Teachers shared the ways they have tried to build connections with their students, something they found to be more important than ever, and admittedly a lot more difficult to do via Zoom.
“At least when we left in March, those were six-, seven- … month-long relationships that had been built … going into this year, we didn’t have that,” study skills and Spanish teacher Laura Vladika said. “That was a huge challenge right away, how do we build relationships with students without being in the same room as them? How do we be as engaging and thoughtful and caring and supportive when we’re outside of the four walls that a school gives?”
Vladika said being sincere, genuine and vulnerable have been key in staying connected: “It helps humanize this digital world.”
Vladika said it was often the short conversations during passing period, lunch, and before or after school that would do the most to build and maintain meaningful relationships with her students.
About a month into the current school year, she learned the quickest and best way to replicate these interactions was during the 15-minute break between classes.
“I always stay on our class Zoom for a bit after the period ends … this small act has forged so many strong bonds with students,” she explained. “Getting one-on-one or small group time with me has been such a comfort for many students. Teaching and learning is always at the forefront of what we do, but this year the social-emotional component has been especially important as well.
“Letting students know that I care about them in a sincere way sets the stage for learning to happen.”
The school has also found a number of silver linings in the transition to remote instruction during the pandemic: growth and equity.
Teachers have found that students are becoming better problem-solvers, and with everything available online, are also more involved.

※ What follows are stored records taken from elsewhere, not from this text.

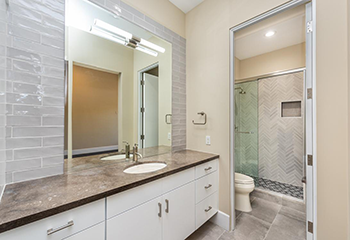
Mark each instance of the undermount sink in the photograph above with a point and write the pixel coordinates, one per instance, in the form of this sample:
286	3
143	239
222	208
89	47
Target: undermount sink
145	168
115	157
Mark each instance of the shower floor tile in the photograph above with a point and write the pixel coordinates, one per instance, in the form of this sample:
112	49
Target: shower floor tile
279	187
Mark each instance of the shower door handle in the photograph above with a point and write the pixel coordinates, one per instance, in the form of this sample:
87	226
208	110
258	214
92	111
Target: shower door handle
244	132
303	180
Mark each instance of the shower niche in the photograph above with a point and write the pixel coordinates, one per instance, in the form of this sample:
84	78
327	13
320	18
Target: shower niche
291	109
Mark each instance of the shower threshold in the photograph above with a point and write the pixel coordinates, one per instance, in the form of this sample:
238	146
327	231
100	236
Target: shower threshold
283	188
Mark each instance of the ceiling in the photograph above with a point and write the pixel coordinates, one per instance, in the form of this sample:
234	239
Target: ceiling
289	30
186	5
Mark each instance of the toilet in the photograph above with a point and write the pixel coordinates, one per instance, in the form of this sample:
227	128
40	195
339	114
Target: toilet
244	185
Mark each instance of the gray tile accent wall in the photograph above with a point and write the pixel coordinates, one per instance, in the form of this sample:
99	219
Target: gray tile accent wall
3	41
179	64
32	85
281	139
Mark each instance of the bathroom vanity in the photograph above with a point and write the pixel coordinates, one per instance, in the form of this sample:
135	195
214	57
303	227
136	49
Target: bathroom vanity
168	204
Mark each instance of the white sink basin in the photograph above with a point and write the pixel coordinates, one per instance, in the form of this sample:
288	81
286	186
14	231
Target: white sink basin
145	168
115	157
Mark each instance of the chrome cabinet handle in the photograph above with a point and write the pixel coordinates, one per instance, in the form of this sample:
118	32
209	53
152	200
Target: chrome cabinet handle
52	231
167	206
208	209
160	210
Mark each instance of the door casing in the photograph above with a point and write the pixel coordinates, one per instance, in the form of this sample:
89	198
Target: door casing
310	108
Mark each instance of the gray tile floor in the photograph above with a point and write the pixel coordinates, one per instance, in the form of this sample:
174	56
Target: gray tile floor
267	221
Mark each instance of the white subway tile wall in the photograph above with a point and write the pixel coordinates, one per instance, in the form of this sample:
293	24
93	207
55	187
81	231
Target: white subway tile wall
32	85
3	88
34	73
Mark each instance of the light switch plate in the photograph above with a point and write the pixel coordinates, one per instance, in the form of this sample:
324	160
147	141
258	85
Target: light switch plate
207	140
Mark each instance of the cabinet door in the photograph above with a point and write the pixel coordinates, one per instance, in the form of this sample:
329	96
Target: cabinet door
179	212
96	232
142	222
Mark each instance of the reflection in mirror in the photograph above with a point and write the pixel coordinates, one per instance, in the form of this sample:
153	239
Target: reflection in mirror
118	85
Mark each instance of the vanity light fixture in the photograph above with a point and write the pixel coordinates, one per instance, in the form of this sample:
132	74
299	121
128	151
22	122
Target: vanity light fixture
146	50
120	36
110	28
270	33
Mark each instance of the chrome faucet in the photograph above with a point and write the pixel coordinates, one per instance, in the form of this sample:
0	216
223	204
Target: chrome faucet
135	153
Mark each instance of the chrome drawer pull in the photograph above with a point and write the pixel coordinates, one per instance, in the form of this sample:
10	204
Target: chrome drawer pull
167	206
207	210
52	231
160	210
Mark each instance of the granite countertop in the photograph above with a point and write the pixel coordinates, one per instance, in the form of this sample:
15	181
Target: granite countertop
30	201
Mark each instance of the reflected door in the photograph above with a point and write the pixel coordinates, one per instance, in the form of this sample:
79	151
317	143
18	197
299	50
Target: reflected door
150	111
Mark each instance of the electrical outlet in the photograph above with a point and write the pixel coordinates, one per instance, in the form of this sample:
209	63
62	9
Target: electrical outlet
207	140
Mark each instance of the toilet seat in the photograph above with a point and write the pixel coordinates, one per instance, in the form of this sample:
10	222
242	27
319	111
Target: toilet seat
243	179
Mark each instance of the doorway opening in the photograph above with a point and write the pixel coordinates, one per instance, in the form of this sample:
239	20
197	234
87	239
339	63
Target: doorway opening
271	116
149	106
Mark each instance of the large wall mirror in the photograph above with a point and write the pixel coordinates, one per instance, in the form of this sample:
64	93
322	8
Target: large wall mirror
119	84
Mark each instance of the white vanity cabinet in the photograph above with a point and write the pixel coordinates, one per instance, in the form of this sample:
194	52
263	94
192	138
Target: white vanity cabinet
170	214
171	208
64	225
179	212
141	222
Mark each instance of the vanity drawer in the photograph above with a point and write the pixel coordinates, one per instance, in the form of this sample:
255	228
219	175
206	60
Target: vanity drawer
206	209
126	200
178	179
96	232
83	217
206	168
206	186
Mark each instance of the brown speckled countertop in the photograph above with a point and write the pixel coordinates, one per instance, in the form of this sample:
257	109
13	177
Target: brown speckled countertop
30	201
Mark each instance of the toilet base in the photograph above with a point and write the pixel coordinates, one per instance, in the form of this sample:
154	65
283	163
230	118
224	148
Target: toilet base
242	202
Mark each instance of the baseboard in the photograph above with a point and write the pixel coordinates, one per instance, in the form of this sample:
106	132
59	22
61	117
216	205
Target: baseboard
93	150
221	219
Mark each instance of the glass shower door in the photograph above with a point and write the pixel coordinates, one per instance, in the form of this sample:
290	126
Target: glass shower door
246	129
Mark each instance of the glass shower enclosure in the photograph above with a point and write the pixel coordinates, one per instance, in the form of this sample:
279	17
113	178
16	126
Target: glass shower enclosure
246	129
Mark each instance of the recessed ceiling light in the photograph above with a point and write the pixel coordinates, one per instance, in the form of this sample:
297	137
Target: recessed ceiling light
270	33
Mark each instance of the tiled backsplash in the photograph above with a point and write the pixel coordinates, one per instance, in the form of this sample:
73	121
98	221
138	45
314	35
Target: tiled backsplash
32	85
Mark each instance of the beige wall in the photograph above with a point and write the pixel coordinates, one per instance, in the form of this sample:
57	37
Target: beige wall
95	108
208	67
280	60
162	11
332	119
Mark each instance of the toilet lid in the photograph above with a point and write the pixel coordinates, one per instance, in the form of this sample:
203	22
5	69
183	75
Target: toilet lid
243	179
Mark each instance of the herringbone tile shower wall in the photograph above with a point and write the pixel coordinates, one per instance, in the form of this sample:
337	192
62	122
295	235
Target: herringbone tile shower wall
280	138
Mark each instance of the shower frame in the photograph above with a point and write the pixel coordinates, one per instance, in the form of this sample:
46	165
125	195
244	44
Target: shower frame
310	109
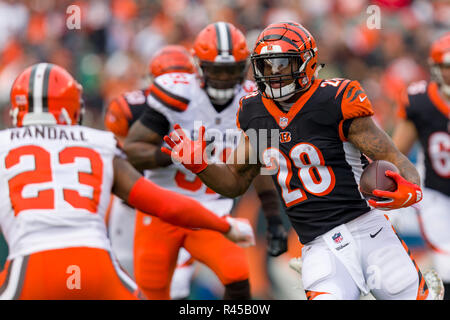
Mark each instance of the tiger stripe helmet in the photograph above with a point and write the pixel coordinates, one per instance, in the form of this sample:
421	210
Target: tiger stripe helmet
221	54
281	46
45	94
171	58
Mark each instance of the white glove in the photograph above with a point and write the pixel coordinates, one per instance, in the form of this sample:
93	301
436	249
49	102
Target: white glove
241	232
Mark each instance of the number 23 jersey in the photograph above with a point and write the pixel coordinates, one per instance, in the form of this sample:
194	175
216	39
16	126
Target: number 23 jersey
318	169
55	187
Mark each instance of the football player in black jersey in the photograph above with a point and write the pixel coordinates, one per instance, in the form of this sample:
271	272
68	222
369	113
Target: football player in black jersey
424	114
313	136
221	55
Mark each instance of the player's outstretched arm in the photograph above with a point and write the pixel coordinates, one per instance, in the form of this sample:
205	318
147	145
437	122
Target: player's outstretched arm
174	208
229	179
142	146
377	145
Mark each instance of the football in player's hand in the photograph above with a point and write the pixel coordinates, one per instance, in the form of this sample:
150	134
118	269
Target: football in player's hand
374	177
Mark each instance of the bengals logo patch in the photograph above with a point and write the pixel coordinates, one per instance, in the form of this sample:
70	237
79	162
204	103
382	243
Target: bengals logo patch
285	137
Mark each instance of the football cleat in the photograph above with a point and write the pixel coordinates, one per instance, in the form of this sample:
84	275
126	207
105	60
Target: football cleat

Magee said there are more people than ever participating in board meetings, and Pali High’s ASB and Leadership Advisor Robert King said students are noticeably more active in student government—helping students and families stay connected and informed with what’s going on within the school.
“We serve such a broad community, with kids coming from more than 100 zip codes throughout Los Angeles … LA traffic is a real challenge and the Palisades is off the beaten path for many of our families, now it’s as easy as logging in if you’ve got a Zoom link,” Magee said. “We want to bring our school community together, now that we’ve learned how, I don’t see us stopping that.”

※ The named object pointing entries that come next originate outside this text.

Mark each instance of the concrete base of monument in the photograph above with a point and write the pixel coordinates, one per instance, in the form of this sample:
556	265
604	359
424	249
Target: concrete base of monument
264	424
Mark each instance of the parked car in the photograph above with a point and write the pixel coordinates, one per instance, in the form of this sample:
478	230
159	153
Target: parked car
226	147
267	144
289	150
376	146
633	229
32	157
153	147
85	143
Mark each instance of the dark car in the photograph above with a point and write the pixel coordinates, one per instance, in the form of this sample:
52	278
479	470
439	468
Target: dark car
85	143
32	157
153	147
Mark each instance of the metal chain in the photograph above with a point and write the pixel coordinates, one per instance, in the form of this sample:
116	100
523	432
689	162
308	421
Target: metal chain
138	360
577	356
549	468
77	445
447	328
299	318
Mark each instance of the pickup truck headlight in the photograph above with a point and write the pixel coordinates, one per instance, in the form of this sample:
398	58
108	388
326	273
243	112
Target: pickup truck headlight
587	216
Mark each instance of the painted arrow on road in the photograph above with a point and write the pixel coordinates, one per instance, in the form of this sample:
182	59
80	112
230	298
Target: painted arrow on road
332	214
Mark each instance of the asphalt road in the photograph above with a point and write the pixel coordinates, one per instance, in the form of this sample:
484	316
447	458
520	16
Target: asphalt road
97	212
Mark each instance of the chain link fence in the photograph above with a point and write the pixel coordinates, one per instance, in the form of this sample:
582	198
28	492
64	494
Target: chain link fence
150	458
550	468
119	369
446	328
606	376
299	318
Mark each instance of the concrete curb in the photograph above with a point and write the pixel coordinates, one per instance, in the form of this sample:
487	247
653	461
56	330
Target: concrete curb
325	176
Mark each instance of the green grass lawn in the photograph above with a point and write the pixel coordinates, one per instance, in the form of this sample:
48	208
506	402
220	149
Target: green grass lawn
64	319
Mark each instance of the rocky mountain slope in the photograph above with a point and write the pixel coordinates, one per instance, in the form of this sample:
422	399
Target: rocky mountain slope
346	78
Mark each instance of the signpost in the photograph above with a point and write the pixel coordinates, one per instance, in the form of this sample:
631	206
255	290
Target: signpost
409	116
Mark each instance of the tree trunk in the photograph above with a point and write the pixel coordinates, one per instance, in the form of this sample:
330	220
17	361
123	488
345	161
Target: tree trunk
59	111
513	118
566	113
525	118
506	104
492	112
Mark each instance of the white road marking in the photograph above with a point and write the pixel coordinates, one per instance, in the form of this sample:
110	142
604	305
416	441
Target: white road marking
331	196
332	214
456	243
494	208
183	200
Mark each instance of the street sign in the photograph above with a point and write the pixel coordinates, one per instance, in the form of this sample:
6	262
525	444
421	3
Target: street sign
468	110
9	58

Teachers have noticed that Pali High’s students are also learning valuable skills, some they probably wouldn’t have learned until later in life.
Pali Academy Coordinator Kimberly Theard said she has witnessed students mature and become independent learners over the course of the pandemic. Pali Academy is a program at Pali High that generally offers students a smaller, more comfortable learning environment.

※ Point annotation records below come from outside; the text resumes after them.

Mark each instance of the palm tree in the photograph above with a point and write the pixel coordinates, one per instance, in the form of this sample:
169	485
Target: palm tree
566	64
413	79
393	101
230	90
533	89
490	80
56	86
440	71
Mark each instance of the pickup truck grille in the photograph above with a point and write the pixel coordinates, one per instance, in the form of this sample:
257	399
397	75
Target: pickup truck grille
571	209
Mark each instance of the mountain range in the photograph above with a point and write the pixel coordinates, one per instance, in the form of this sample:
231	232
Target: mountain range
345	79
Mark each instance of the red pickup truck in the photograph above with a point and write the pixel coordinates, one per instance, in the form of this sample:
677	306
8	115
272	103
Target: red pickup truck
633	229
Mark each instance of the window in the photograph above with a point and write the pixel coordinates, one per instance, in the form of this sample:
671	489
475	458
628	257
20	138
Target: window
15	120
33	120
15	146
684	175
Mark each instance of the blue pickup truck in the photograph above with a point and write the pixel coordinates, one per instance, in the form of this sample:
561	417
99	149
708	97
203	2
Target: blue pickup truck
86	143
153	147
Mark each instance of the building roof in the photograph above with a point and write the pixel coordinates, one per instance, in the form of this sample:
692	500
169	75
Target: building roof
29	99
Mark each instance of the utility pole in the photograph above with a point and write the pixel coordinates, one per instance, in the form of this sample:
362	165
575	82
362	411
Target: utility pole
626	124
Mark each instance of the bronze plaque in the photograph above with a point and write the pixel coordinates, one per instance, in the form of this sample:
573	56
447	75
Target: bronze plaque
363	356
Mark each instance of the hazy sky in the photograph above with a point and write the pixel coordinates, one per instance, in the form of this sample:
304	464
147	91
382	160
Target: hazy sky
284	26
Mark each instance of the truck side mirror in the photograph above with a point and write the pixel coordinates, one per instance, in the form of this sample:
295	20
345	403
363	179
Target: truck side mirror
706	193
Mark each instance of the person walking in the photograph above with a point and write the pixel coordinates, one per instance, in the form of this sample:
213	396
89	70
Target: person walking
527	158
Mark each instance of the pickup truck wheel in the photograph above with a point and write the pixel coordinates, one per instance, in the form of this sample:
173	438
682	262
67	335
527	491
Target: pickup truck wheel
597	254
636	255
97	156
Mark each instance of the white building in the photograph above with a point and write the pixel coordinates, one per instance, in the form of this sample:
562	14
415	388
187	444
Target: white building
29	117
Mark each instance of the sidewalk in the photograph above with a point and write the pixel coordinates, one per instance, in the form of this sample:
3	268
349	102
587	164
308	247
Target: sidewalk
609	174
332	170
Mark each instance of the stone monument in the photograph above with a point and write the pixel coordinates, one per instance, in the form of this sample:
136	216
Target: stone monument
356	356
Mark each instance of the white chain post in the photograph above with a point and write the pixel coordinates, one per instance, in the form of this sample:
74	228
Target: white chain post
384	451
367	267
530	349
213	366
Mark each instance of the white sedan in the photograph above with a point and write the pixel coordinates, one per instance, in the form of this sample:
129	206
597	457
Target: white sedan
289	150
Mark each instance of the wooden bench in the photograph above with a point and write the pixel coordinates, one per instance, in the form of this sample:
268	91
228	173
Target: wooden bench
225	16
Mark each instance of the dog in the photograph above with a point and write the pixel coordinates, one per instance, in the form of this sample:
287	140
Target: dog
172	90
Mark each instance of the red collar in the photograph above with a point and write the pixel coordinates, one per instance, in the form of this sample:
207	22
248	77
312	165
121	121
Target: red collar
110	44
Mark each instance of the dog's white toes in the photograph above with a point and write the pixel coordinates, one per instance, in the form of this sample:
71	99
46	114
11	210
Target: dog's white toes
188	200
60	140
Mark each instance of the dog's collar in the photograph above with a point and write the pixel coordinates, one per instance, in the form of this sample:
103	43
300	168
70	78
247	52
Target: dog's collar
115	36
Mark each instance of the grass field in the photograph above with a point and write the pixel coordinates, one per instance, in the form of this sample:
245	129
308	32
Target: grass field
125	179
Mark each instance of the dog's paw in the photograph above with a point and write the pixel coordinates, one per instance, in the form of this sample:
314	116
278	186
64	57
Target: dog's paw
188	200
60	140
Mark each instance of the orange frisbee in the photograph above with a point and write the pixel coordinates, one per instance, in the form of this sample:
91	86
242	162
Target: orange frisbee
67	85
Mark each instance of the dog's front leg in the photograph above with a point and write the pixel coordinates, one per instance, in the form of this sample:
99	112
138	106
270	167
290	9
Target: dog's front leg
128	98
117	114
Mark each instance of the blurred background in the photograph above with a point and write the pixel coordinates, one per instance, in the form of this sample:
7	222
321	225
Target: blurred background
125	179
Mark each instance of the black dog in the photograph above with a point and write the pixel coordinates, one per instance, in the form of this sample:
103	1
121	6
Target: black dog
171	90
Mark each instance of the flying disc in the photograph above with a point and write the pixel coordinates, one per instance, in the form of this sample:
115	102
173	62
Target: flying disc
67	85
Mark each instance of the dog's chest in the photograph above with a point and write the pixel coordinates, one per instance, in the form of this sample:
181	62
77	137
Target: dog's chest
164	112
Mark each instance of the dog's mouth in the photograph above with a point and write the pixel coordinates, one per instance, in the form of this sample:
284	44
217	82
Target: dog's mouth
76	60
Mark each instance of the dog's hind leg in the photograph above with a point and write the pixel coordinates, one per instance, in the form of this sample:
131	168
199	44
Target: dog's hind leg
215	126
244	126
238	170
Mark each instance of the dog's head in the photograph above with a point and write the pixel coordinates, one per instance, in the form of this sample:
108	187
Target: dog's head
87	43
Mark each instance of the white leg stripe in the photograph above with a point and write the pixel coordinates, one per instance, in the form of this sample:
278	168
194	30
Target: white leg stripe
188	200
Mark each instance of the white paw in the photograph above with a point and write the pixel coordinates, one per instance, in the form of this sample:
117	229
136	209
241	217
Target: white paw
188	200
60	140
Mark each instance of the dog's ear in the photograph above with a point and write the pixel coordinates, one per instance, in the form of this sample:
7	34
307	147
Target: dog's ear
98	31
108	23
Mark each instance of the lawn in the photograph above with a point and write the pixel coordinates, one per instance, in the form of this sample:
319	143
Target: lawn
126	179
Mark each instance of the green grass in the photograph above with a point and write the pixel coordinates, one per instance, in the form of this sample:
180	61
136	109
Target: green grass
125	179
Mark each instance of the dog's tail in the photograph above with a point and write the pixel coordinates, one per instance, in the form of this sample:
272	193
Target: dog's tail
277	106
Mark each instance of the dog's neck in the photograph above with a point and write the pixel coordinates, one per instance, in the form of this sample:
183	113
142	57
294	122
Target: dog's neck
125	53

“Initially I thought, ‘How would this work?’ Because we’re so hands-on in the program, but the students have really stepped up,” Theard said. “They’re learning all themselves and if they can persevere through this, graduate and meet their goals, they are definitely prepared … to meet all their future goals.”
Theard added the academy has helped acquire community resources to support its students since March 2020, including technological devices for distance learning.
Through Pali Cares and the help of donations from families and organizations, Pali High’s families have also been offered additional support. Theard said the pandemic has helped her better understand and identify the needs of more families.
As students continue through the rest of the current school year, teachers would like to remind students they are cared for.
“I don’t know one educator in our school that is not just spending so much of their time concerned about not just the curriculum, but the hearts of all of our students out there,” Pali High’s Virtual Academy Coordinator and AP English teacher Randy Tenan-Snow said. “We care about them and we think about them and are concerned for all of their happiness.”
And many teachers want to remind students there is a light at the end of the tunnel.
“The efforts of our teachers and entire school community to ensure a safe and effective academic program for all students has been nothing short of heroic,” Magee said. “I am grateful for the support of our parents and optimistic Pali High will build on the many positive lessons learned during this historic pandemic into the future.
“Stay positive, there is hope on the horizon … we will be back in a normal environment very soon.”